All The Light We Cannot See – Anthony Doerr
A recommendation from my mother. Didn’t do a huge amount for me, but she enjoyed it.
Eleanor Oliphant is Completely Fine – Gail Honeyman
My mum’s friend insisted she read this and loaned her a copy, and my mum loved it so much she went out and bought her own. Then insisted I read it as well.
Fair play Maw, it was EXCELLENT.
Fault Lines – Doug Johnstone
I put a call out on Twitter before a trip to Waterstones one day looking for recs and then used a random number generator to pick one. Fault Lines was the winner. I enjoyed it so much I gave it to my mum. Our recommending relationship goes two ways.
On The Road – Jack Kerouac
Fun fact: my auntie teaches American Literature and Beat Poetry in the US, did her PhD thesis on Kerouac and is a pretty well-known voice on the subject. My granny famously called the Beats “hippy muck”. Between them they got me to read On The Road.
Magician – Raymond E. Feist
This is one of my husband’s favourite books (he’s a huge high fantasy dork) and he kept suggesting it to me. I’ve read it in bits and pieces because…high fantasy usually isn’t my thing.

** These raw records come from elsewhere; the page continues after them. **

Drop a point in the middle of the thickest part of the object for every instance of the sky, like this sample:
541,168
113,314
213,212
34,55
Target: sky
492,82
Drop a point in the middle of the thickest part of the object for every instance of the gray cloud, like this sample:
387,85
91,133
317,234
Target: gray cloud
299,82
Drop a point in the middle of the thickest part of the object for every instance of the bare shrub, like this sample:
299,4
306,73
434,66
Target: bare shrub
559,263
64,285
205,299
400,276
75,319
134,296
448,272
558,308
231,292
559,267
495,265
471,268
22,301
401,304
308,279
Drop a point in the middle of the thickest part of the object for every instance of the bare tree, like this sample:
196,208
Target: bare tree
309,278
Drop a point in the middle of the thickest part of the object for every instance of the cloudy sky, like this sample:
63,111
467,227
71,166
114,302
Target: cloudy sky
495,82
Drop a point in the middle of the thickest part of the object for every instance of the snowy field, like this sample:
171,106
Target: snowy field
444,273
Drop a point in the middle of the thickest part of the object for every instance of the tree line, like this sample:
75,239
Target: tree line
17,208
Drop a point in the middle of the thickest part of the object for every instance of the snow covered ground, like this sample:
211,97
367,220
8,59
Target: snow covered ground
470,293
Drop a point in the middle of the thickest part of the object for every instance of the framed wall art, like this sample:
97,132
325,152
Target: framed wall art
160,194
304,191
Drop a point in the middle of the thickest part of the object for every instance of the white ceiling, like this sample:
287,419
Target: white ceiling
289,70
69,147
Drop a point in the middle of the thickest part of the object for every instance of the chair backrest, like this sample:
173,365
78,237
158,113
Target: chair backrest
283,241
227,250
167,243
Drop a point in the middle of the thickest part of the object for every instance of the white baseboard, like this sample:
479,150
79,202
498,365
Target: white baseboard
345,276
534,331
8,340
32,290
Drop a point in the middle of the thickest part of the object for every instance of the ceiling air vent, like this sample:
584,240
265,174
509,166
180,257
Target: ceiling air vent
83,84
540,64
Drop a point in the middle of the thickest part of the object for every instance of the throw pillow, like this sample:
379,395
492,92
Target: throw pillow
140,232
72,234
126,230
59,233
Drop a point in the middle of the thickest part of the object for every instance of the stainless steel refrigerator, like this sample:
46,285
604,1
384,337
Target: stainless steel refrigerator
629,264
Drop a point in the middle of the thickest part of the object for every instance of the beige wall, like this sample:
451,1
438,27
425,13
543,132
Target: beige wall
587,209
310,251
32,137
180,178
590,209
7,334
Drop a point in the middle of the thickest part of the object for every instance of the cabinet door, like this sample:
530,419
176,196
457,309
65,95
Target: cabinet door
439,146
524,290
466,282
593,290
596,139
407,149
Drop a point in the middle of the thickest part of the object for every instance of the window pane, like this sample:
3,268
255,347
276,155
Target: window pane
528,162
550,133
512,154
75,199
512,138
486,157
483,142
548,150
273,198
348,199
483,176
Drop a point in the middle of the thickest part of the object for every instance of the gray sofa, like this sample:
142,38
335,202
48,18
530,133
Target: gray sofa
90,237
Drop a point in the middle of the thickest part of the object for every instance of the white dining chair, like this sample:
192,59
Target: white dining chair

When I have the time and inclination I will go back and read it all, in order, properly.
A Quiet Kind of Thunder – Sara Barnard
I think Sara Barnard must be one of the most beloved UKYA authors, so when I was just getting into the scene her books were among the first I went looking for. AQKOT is so sweet and relatable and relevant, and I can see why people love her so much.
The Fandom – Anna Day
The Fandom is a book that came highly, highly recommended from Twitter before it was even released, so obviously I got a copy pretty soon after it was released.
Bit of a lesson in tempering my expectations because I feel like the hype let it down – it was good, but the hype combined with the premise (I love a bit of fandom) meant I was expecting it to change my world, and it didn’t.
Fear and Loathing in Las Vegas – Hunter S. Thompson
Fear and Loathing came to me via my Advanced Higher English teacher. I wanted to write my dissertation on On The Road but I had to pick at least two novels, and when I was stumped for a second choice this was her suggestion.
I can’t remember her name but shout out to you, teacher-who-wasn’t-the-one-obsessed-with-Shakespeare.
Lion – Saloo Brierly
Lion was another rec from my mum, and the little quote on the front got me. Once I’d started reading it got me even more. By the end I didn’t know whether to punch the air or cry.
The Loneliest Girl in the Universe – Lauren James
Another one Book Twitter got me all excited about (although if it hadn’t, the cover would have sold me on it). Also taught me an important lesson: nothing ruins a good twist like everyone talking about how good the twist was.
While we’re at it, REC ME A BOOK. I have an outlandishly large TBR and it needs to be bigger.